# Tudor Park Slimbridge



## mgb (Dec 4, 2008)

Has anyone stayed on this site?
What were the loxal attractions like; pub?
Cheers
MGB


----------



## cleo (Nov 17, 2007)

Hi 
Stayed there in January and it was quite quiet. Reason for going was a couple of parties in Slimbridge. We ate at the pub at the entrance to the site and tried the local cider (think it was called Black Rat!) - very nice.

My son & OH went off for a bike ride and I ran the towpath up to Saul which was very pleasant. Afraid that is the extent of our knowledge of the place but would definately go back.

Jill


----------



## chapter (May 1, 2005)

there are few reviews on the camp site page 
see here
the site is ok its flat with good level h/stands ect
you will need to book for a meal in the pub 
chapter


----------



## Grizzly (May 9, 2005)

We were there at the end of February.

It's an easy walk - although along a busy minor road with no footpath- toSlimbridge itself but we felt rather let down by that. They are having lots of work done at the moment and many of the captive birds are elsewhere and the site is one gigantic building site with heavy machinery and ravaged ponds and planting. You have to stick firmly to the paths as there is too much going on off them.

We were given one free entry ticket for later in the year ( though there were two of us.

Be aware that the campsite does not take cards and you will need cash and there is no cash machine close by though the pub gives cashback.

The Adults only section of the site was a long way from the new washblock and the washblock there was distinctly grade 2.

Apart from walks along the canal and Slimbridge itself there is not much else by way of entertainment.

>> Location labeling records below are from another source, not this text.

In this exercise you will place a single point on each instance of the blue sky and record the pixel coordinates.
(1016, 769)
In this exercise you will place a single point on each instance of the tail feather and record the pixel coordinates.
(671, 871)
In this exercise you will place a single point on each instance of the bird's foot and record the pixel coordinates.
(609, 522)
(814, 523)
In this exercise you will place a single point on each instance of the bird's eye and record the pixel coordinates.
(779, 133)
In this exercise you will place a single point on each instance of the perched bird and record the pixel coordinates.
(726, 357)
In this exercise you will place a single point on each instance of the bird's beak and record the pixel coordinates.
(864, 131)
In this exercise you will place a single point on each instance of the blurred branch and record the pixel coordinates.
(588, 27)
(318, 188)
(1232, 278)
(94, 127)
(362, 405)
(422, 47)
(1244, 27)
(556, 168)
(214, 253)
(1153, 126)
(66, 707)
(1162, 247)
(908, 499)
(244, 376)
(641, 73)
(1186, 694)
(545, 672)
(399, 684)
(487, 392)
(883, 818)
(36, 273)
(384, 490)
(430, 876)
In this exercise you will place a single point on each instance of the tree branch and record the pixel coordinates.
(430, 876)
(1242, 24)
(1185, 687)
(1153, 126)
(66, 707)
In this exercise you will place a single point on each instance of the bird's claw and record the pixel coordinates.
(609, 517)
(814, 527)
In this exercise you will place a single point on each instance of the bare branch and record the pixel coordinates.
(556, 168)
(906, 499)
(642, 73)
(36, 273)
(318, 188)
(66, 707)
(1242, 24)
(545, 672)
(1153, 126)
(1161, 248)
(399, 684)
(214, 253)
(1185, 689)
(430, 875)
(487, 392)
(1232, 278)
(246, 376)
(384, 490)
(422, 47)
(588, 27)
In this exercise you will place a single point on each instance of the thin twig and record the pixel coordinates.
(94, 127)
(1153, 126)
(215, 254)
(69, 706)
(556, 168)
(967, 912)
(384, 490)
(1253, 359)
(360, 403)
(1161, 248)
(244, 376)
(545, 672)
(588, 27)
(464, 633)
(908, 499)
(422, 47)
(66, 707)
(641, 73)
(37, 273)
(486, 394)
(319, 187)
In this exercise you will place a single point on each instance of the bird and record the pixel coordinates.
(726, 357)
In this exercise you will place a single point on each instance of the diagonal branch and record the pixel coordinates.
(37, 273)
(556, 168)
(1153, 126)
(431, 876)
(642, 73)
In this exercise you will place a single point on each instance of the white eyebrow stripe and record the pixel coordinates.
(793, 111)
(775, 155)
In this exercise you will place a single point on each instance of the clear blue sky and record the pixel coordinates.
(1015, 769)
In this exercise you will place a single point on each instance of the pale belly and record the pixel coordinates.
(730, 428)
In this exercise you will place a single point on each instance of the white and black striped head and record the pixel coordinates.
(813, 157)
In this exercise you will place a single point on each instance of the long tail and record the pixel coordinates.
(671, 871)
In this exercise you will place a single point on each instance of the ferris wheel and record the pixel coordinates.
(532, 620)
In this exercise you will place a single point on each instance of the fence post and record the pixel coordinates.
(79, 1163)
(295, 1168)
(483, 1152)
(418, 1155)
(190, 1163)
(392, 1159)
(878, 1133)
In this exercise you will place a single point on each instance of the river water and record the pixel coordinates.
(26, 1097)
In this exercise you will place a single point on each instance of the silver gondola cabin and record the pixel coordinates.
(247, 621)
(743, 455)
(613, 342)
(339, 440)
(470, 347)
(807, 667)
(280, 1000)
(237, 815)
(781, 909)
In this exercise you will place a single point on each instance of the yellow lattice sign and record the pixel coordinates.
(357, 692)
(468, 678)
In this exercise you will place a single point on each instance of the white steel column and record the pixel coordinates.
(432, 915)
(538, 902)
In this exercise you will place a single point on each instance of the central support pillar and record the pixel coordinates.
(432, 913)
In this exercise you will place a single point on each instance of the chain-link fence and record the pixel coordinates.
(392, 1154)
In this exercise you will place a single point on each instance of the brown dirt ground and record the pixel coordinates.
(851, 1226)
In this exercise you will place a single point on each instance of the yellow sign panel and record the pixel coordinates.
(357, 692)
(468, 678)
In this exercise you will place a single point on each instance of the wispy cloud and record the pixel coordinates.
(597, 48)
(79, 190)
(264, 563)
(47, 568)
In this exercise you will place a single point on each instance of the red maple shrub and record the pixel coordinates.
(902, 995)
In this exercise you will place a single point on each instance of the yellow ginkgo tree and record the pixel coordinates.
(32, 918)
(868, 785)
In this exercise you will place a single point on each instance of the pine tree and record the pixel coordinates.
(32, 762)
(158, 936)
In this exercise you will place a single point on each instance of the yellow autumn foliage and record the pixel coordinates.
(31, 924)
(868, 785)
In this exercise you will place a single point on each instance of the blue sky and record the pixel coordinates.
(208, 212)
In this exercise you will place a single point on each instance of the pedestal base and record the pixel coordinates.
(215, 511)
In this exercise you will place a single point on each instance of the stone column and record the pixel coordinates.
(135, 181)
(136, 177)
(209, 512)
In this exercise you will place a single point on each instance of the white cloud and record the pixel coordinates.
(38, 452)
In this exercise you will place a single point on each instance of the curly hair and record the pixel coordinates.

There is no digital TV signal and analogue is very poor. Our satellite worked fine.

G


----------



## camallison (Jul 15, 2009)

I live within 3 miles of the site and regularly eat and drink at the Tudor Arms pub there. Food is fantastic although since the place is so popular, you need to book a table on Friday/Sat/Sun, and waiting can extend to half an hour at worst. Worth waiting for. Several good guest ales too.

Attractions are limited to WWT Slimbridge if you like birds, Berkeley Castle, canal walks starting within 20 yds of the site entrance, and you are just off the edge of the Cotswolds for lovely places to visit.

PM me with some idea of what you call "attractions" and I can give you some websites to look at.

Colin


----------



## zulurita (May 9, 2005)

We were there in February.

Site itself is fine and the newer section has a new toilet block. the chemical toilet emptying was in the older section but the newer area should have completed theirs by summer.

We didn't go to the wetlands because of the ongoing works which was a disappointment.

As mentioned before the site only takes cash which is a bit annoying. also you have to drive through the pub car park to get to the site. Inconsiderate pub parking could be an issue at busy times.

Meals at the pub are good.

We like walking/cycling along the canal but other than this not a lot around the immediate area.

Satellite TV was ok for us.

I felt the site access road in the newer section could have been better. Large potholes filled with water not very good when walking from your pitch to the toilet block!!


----------



## camallison (Jul 15, 2009)

>> Inconsiderate pub parking could be an issue at busy times. 

Never seen it be a problem - the access to the site between car parking lanes is quite wide. We quite often eat there on a Friday night and see van after van arriving for a rally - some quite big RVs among them, and in 16 years I haven't seen any problems.

Colin


----------



## autojumble99 (Jul 2, 2007)

Many thanks to all who have replied 
The pub sounds as if it ticks the box for food and drink without having to go far
We are towing a Smart car and we will be using that to explore the same sights as published in the April issue of Motor Cravan
Mant thanks
MGB


----------